Perhaps the biggest current challenge to open source software is companies which ignore open source software licenses. That sounds so “yesterday” from an era of license scanners and compliance scares. But the issue is as relevant today as it was 20 years ago – just not the way you think!

Contributor agreements have been a controversial topic throughout their history. The choices by Elastic (and others before them) to relicense previously open source software under a licensing arrangement that discriminates against certain users threw the use of contributor agreements into sharp relief. But the controversy around them focused too much on the wrong problem. The main problem with a copyright-assigning agreement is not it giving the right to the aggregator to relicense the work (although that is a problem as it enables the end game of a rights ratchet). The main problem is it allows the aggregator, uniquely in the community, to ignore the license altogether.
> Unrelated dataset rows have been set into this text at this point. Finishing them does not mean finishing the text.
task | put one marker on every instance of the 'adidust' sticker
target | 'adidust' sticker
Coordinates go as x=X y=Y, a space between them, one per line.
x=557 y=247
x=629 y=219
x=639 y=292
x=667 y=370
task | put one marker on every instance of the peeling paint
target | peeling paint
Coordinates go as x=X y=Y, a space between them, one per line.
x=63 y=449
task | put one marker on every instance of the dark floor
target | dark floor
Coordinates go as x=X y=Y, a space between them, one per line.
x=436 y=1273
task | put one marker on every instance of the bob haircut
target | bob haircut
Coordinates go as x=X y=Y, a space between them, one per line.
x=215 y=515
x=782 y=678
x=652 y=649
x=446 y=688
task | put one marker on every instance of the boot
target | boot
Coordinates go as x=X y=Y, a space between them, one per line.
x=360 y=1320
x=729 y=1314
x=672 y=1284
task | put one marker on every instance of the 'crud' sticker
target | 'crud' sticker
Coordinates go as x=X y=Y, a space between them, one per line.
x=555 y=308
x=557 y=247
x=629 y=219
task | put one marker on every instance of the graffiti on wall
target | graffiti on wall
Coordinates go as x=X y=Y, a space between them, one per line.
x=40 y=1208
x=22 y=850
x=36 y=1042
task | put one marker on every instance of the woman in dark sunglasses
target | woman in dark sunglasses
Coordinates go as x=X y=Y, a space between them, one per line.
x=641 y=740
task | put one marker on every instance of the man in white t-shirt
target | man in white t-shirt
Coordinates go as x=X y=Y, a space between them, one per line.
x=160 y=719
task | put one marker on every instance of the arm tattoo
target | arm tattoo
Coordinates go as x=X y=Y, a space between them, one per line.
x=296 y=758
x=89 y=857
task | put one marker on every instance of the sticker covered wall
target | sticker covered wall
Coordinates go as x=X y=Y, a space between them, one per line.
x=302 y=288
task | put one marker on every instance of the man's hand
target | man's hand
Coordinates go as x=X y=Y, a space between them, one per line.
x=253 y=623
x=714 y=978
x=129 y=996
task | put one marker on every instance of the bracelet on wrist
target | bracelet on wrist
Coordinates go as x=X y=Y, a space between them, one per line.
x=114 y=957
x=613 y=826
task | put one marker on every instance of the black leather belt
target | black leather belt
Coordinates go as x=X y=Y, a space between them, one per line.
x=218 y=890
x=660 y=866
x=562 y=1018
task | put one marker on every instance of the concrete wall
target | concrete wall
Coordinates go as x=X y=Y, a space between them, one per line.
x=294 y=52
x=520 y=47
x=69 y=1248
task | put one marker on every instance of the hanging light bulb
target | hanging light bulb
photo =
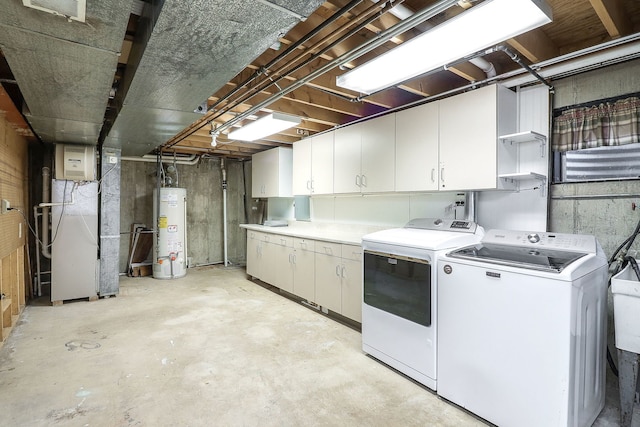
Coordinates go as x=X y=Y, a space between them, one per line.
x=214 y=135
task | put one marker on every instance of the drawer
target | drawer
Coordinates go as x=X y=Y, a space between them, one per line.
x=352 y=252
x=304 y=245
x=328 y=248
x=255 y=235
x=280 y=240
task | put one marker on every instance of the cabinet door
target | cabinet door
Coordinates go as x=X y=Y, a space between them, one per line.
x=302 y=167
x=268 y=266
x=322 y=164
x=304 y=284
x=378 y=154
x=468 y=140
x=328 y=282
x=347 y=169
x=271 y=173
x=264 y=173
x=351 y=274
x=417 y=148
x=254 y=254
x=281 y=248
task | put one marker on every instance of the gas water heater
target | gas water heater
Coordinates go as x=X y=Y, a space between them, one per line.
x=170 y=242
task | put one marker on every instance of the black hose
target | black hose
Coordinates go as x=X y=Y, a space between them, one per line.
x=627 y=259
x=631 y=260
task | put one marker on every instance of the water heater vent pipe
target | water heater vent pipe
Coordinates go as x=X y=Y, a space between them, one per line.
x=224 y=210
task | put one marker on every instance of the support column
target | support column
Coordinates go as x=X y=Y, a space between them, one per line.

A Brief History Of Scareware

All Open Source licenses grant unconditional permission in advance to those who comply with their terms to use, improve and share the software in any way and for any purpose. At a stroke, scope for artificially making the (inherently non-rivalrous) software scarce are eliminated. Of course, that’s a serious problem if you’re an entrepreneur whose imagination only extends to directly monetising access to the software.
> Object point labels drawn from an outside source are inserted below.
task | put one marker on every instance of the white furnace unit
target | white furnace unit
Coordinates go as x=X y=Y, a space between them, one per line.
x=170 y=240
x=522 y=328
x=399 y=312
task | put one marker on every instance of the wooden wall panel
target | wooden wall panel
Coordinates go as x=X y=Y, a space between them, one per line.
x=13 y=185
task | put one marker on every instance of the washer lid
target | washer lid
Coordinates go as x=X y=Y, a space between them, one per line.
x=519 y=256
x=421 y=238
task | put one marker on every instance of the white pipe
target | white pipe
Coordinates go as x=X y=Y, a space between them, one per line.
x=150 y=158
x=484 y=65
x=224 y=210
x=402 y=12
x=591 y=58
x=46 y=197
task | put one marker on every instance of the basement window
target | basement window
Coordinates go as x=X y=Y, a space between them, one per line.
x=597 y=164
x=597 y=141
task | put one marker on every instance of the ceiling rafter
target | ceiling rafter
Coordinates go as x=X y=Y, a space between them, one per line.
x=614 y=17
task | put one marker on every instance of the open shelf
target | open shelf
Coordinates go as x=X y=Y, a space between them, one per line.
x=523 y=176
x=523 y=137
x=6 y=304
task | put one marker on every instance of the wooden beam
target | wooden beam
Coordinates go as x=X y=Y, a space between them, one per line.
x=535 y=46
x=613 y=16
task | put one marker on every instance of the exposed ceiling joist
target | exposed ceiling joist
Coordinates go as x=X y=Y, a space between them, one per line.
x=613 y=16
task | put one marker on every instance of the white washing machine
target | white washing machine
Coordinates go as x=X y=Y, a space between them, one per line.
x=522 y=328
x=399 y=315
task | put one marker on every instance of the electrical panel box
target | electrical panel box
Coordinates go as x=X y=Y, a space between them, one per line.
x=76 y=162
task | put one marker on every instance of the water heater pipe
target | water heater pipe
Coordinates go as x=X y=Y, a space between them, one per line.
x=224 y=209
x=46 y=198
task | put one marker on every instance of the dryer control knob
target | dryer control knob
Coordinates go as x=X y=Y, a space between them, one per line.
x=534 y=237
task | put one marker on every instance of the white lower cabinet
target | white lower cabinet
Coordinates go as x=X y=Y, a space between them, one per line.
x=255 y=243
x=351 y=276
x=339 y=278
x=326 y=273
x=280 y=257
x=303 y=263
Right from the start wily entrepreneurs realised that Copyleft licenses scared and confused some people, especially lawyers. So they sold customers the right to replace the open source license with a proprietary one – for some reason something customers’ lawyers found less scary. The pioneer of this approach was probably Sleepycat Software Inc whose BerkeleyDB embeddable database came under a source-available arrangement that left their users in no doubt that they had to make their own private work available to the public. Sleepycat sold a “commercial use” license that didn’t have the same requirement but which also left the user with none of the four freedoms. Selling indulgences had been profitable in the middle ages and it also worked for Sleepycat, all the way to acquisition.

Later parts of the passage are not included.